Why My Last Name is Mickels

Why My Last Name is Mickels

My last name is Mickels. It's not the name my paternal grandfather, Michael Mickels was born with, but it's the one that made our family possible.
My grandfather was born a Jones, to a family that was half-welsh and half irish immigrants from Belfast who had settled in Wales. His family lived near the shipyards in Swansea during World War II, when the city was a target for German bombers. The constant air raids and explosions left his mother with severe anxiety – what we'd now call PTSD, but back then was just seen as a woman who “couldn't handle herself properly”. Eventually, the doctors performed a lobotomy on her, one of many tragic "treatments" that destroyed many lives.
After his mother’s lobotomy, my grandfather went to live with his uncle's family. The arrangement was never warm. When he allegedly started a barn fire, they wanted to get rid of him. A young boy, unwanted, with nowhere to go.
That's when Mary Mickels stepped in. She was a friend of the family who lived in a small house on a hill not far from Swansea. She had no obligation to take in my Grandfather, but she did.
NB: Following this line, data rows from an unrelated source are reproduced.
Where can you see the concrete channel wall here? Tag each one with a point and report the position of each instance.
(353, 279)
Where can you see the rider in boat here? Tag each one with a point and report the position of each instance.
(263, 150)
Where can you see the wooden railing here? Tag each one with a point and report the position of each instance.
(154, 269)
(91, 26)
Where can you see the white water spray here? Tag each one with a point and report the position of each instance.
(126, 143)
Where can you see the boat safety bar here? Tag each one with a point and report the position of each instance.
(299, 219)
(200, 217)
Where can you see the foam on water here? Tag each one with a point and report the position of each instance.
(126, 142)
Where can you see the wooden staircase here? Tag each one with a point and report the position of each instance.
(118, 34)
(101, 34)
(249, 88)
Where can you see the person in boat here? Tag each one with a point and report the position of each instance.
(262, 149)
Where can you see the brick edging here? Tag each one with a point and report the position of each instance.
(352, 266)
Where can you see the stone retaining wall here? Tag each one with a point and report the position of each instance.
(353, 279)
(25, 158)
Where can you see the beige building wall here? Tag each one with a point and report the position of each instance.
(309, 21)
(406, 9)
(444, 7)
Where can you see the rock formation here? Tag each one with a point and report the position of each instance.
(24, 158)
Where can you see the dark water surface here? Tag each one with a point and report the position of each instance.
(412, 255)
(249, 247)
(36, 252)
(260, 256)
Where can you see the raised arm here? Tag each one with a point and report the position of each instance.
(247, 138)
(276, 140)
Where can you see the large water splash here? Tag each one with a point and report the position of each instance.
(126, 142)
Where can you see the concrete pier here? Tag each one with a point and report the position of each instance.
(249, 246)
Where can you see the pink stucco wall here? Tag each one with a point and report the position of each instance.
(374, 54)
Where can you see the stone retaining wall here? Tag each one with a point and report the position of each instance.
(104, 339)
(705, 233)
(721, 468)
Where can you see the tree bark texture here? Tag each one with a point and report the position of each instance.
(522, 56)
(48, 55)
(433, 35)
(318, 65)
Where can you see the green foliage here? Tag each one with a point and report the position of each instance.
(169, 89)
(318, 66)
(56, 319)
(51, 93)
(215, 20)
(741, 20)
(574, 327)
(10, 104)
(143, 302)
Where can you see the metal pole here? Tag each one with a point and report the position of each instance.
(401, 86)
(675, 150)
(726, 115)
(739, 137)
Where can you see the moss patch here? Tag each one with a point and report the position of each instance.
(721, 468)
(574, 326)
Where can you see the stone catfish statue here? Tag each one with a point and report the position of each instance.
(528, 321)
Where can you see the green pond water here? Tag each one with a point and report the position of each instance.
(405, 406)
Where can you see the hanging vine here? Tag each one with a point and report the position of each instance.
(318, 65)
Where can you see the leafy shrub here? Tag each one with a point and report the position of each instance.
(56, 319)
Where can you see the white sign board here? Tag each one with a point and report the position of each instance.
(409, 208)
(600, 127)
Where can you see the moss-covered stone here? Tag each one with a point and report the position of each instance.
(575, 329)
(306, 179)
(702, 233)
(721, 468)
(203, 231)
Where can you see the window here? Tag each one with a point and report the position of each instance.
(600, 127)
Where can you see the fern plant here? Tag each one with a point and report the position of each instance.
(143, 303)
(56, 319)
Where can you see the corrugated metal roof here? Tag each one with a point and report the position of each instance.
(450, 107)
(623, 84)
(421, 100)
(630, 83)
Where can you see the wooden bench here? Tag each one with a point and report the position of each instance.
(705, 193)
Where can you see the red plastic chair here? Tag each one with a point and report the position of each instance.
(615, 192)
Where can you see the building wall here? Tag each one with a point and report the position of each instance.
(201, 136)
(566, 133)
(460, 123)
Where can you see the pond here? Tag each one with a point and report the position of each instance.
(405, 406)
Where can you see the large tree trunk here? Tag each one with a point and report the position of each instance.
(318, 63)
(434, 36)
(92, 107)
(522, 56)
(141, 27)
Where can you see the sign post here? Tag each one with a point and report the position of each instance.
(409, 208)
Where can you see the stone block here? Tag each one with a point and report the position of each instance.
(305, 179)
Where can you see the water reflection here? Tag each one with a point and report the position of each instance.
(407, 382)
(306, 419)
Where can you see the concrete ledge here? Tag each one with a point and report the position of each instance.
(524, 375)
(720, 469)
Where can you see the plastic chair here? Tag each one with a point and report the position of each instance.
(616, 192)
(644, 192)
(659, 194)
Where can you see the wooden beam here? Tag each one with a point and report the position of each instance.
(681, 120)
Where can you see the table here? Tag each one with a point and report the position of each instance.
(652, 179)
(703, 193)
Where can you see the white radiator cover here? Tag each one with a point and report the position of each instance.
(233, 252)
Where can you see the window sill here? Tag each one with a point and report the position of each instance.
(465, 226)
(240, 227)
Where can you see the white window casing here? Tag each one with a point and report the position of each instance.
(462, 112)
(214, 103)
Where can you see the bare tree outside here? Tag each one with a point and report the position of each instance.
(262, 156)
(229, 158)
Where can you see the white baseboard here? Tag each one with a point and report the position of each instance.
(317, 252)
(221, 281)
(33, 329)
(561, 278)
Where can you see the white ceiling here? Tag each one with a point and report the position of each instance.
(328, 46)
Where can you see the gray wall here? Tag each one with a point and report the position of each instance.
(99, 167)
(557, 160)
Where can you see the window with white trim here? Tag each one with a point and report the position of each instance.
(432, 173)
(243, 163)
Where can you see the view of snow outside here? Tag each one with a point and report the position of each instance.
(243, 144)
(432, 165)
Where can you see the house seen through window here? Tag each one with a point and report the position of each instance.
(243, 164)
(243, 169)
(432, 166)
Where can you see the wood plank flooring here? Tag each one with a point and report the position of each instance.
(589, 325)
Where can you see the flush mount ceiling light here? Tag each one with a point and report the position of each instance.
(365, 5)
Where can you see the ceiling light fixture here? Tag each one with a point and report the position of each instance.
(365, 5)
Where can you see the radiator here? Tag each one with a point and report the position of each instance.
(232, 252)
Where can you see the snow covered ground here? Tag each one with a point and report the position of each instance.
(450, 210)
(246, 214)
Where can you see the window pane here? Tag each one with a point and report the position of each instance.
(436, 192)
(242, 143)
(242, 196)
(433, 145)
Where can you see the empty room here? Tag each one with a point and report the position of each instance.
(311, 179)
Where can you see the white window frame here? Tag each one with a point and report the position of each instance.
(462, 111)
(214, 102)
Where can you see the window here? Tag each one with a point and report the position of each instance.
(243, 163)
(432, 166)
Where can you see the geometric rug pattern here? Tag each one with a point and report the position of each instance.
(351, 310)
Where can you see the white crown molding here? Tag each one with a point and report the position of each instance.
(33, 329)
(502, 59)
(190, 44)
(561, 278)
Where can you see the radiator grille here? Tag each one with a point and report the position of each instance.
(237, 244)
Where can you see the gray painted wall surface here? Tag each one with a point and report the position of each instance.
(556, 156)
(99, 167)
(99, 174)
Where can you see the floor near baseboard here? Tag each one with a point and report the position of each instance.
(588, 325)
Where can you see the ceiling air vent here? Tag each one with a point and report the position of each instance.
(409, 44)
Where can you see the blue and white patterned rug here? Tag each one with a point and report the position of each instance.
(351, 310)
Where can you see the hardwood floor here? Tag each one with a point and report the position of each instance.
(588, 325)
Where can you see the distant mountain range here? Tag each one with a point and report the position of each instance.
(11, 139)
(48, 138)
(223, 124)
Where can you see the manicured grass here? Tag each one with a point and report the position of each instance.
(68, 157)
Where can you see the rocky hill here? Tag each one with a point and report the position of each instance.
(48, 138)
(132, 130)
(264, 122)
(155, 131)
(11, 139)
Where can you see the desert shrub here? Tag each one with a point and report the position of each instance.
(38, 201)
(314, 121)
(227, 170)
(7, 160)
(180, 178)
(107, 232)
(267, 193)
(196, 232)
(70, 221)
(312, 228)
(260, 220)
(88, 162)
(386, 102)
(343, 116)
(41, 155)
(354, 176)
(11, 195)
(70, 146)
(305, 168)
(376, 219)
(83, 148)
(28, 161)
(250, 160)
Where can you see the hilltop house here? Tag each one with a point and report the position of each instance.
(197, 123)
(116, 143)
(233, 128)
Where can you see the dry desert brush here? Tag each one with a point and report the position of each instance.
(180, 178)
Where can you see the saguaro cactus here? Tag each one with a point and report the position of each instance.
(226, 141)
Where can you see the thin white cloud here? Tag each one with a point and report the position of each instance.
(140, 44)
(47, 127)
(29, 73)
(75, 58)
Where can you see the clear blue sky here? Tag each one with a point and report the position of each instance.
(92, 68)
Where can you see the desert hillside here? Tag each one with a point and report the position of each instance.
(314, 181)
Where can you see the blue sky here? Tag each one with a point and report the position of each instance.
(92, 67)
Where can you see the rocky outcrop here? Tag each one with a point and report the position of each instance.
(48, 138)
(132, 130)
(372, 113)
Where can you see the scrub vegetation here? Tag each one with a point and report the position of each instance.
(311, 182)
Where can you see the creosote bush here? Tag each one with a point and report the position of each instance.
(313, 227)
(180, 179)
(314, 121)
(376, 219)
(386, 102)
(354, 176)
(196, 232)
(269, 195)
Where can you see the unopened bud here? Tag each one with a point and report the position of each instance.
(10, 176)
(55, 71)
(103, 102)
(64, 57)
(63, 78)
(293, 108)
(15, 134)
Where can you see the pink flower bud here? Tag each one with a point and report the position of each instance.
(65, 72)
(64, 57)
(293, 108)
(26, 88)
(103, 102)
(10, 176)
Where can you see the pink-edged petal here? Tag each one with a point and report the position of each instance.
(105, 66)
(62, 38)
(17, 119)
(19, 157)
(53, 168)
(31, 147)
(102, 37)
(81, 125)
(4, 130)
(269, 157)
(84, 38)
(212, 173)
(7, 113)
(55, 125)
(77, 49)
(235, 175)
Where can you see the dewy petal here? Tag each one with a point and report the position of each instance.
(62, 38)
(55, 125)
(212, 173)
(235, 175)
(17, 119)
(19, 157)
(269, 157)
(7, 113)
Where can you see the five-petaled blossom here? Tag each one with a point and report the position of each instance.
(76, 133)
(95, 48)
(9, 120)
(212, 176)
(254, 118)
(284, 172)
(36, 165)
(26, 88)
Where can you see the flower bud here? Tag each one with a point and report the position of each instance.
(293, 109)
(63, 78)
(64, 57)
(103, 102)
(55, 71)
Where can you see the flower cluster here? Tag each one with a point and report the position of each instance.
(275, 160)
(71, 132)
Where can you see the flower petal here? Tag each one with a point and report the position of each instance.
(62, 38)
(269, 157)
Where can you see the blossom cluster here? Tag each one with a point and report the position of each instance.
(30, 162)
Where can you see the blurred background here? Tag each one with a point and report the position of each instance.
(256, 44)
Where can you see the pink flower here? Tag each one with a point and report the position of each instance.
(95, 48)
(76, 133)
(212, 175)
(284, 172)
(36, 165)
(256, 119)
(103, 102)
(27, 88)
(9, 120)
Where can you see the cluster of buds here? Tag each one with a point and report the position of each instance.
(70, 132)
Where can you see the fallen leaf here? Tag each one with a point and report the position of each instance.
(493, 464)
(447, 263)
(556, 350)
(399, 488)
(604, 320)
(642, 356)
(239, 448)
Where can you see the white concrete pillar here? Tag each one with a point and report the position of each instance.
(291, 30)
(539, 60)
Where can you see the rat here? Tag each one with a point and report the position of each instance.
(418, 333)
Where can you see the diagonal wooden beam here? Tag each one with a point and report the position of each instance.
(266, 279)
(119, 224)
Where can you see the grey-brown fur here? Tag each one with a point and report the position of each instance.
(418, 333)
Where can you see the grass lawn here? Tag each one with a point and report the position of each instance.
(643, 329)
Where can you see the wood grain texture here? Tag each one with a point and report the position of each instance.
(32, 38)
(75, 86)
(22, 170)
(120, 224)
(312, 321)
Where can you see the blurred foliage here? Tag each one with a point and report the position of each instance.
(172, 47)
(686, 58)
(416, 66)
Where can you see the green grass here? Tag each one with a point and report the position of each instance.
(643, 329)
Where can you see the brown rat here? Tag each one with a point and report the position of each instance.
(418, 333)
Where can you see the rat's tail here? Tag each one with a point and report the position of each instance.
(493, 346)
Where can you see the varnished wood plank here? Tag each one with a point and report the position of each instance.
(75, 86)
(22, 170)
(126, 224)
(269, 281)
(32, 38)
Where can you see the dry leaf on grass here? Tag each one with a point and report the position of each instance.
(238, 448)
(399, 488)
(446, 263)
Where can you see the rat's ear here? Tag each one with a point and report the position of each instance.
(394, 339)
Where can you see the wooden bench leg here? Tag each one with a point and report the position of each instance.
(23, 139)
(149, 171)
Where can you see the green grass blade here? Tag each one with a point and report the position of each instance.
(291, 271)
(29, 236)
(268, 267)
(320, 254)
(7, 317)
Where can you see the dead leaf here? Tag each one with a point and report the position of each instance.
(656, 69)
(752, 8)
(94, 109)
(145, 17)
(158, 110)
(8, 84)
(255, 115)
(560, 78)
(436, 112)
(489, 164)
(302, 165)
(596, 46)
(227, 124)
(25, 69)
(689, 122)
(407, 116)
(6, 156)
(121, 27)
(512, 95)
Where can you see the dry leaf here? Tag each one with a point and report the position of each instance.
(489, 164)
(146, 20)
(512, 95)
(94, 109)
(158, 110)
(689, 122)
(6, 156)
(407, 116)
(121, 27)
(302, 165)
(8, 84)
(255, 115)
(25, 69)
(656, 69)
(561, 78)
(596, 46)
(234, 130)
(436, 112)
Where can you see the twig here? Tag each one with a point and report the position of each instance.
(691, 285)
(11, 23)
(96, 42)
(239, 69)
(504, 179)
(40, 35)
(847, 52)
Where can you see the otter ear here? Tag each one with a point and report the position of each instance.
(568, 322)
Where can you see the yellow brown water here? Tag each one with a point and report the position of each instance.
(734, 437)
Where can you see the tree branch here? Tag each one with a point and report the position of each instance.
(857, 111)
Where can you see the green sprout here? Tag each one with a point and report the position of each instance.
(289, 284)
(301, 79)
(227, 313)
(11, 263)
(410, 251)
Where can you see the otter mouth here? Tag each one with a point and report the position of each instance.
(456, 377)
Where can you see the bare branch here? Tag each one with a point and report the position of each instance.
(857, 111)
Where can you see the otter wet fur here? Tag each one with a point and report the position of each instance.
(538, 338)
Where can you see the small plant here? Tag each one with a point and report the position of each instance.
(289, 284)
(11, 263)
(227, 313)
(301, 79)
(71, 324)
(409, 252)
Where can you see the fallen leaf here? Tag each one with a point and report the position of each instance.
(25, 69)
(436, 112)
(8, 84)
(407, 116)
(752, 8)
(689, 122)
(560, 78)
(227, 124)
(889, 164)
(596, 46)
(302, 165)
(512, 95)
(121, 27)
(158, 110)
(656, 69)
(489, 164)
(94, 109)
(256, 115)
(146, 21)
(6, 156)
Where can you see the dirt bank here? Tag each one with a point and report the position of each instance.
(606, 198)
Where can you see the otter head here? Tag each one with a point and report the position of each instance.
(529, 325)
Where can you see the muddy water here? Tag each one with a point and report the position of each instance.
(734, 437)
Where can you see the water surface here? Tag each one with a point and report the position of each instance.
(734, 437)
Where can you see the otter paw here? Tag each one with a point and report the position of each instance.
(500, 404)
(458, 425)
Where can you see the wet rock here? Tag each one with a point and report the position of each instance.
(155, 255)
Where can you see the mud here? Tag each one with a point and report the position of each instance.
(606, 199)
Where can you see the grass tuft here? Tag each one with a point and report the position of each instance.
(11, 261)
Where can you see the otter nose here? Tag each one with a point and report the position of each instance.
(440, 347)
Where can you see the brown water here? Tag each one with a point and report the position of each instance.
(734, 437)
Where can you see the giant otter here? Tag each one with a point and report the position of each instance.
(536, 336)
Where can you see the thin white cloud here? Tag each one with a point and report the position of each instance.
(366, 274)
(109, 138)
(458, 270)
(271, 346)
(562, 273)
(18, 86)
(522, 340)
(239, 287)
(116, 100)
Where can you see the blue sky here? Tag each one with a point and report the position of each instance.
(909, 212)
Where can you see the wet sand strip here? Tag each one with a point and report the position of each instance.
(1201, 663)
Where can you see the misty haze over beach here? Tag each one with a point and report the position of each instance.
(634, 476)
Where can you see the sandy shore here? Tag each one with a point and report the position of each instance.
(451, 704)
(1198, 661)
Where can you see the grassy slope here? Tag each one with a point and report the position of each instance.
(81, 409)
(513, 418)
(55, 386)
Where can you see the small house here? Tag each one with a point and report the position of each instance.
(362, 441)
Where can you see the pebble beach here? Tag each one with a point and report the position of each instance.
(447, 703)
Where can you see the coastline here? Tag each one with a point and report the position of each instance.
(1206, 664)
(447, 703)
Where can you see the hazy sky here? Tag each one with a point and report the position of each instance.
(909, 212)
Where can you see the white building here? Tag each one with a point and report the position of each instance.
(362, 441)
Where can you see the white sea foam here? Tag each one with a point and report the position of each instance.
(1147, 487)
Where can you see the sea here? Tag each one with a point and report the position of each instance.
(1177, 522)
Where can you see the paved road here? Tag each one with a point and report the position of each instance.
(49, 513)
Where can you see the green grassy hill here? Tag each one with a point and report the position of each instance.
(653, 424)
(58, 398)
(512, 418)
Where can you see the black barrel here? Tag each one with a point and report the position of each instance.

She and her husband brought him into their home and gave him their name.
Under Mary's care, my grandfather grew up steady and responsible. He became an engineer for British Rail, married, and had my father, Stephen.
Throughout his life, one thing remained constant: every Sunday, without fail, my grandmother would take my dad to visit Mary in her little house on the hill.
One Sunday, my grandfather arrived at Mary's house to find she had taken a fall and passed away. He was devastated. But the Sunday tradition didn't end.
From then on, my grandfather would take my dad to Mary's grave instead. They would clean her headstone, pull the weeds, bring flowers, and make sure everything looked proper.
That’s what she meant to him as his adoptive mother.
The Mickels name lives on through with my brother and I. It’s emblematic of a selfless Christian woman, and it’s a name I’m thus proud of.